Solution before the non-trivial condition is imposed:
If $b$ is a variable, then $v=b=0$ is a solution.
Solution before the edit with the setting that $b$ is given:
If you want to solve $M_i v = b_i \forall i \in \{1, 2, 3\}$ with the condition that $v_i=1$ whenever $b_i=1$.
Go through $b_i$, and note down the indices when $b_i=1$, call the index set $I_i$, let $I=I_1 \cup I_2 \cup I_3$, for any index $i\in I$, we already know that $v_i=1$.

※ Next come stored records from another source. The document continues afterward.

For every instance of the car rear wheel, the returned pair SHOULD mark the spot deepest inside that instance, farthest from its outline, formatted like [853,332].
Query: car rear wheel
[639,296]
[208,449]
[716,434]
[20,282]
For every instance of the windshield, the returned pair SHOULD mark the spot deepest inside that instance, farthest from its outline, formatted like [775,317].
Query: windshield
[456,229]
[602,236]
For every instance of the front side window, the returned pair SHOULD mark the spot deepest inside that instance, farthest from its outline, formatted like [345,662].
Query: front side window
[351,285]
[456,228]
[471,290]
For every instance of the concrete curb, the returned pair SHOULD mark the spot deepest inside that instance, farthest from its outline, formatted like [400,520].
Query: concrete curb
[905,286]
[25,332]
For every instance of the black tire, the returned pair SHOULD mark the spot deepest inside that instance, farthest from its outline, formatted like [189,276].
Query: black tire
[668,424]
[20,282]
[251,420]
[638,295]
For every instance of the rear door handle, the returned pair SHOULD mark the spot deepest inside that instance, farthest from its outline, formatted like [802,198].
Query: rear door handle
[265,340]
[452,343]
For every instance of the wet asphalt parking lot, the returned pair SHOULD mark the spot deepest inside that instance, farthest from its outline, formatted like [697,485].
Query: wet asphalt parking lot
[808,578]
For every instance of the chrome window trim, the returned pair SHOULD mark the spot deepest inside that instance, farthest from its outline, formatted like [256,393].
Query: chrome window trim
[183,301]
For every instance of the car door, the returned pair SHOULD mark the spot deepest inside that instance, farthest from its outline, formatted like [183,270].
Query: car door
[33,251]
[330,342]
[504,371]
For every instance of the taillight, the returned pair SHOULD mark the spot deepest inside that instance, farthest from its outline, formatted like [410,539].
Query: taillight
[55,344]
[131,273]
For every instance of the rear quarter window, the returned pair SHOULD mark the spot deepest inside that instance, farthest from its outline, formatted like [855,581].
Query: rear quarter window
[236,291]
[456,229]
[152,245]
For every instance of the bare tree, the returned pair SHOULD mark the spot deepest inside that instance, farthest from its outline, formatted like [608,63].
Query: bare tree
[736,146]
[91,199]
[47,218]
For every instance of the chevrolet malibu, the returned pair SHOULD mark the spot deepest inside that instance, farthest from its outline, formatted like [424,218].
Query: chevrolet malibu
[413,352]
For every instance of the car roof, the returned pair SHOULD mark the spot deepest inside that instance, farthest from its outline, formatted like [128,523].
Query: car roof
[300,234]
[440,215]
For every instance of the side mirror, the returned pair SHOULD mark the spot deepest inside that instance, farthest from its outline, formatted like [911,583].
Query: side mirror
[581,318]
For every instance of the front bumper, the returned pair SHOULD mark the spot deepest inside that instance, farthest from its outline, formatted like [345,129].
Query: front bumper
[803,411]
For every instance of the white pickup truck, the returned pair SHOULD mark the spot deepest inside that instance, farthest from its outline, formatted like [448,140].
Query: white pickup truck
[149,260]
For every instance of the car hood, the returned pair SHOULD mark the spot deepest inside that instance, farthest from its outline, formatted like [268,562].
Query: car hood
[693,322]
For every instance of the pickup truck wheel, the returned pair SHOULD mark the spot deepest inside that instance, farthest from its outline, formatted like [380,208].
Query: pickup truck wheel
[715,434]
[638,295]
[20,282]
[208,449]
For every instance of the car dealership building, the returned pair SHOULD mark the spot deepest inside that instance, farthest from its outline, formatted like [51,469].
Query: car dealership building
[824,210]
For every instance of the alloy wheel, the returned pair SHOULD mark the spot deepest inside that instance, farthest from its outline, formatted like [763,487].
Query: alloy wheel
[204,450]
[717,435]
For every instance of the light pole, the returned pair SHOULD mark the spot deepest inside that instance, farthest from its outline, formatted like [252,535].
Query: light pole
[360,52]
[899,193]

Let $J$ and $I$ be partition of $\{1, \ldots, n\}$ and we separate the index of columns of $M_i$ as $M_{iI}$ and $M_{iJ}$. Similarly for $v$. After reordering, we can write $$M_iv=b_i,\forall i \in \{1, 2, 3\}$$
as $$M_{iJ}v_J+\sum_{j \in I}M_{ij}=b_i,\forall i \in \{1, 2, 3\}$$
which is equivalent to
$$M_{iJ}v_J=b_i-\sum_{j \in I}M_{ij},\forall i \in \{1, 2, 3\}$$
We can view it as a matrix form:
$$\begin{bmatrix} M_{1J} \\ M_{2J} \\ M_{3J}\end{bmatrix}v_J= \begin{bmatrix} b_1-\sum_{j \in I}M_{1j} \\ b_2-\sum_{j \in I}M_{2j}\\ b_3-\sum_{j \in I}M_{3j}\end{bmatrix}$$
Now, you can use Gaussian eliminatin to solve for a solution.
Remark: All operations are modulo $2$ operations.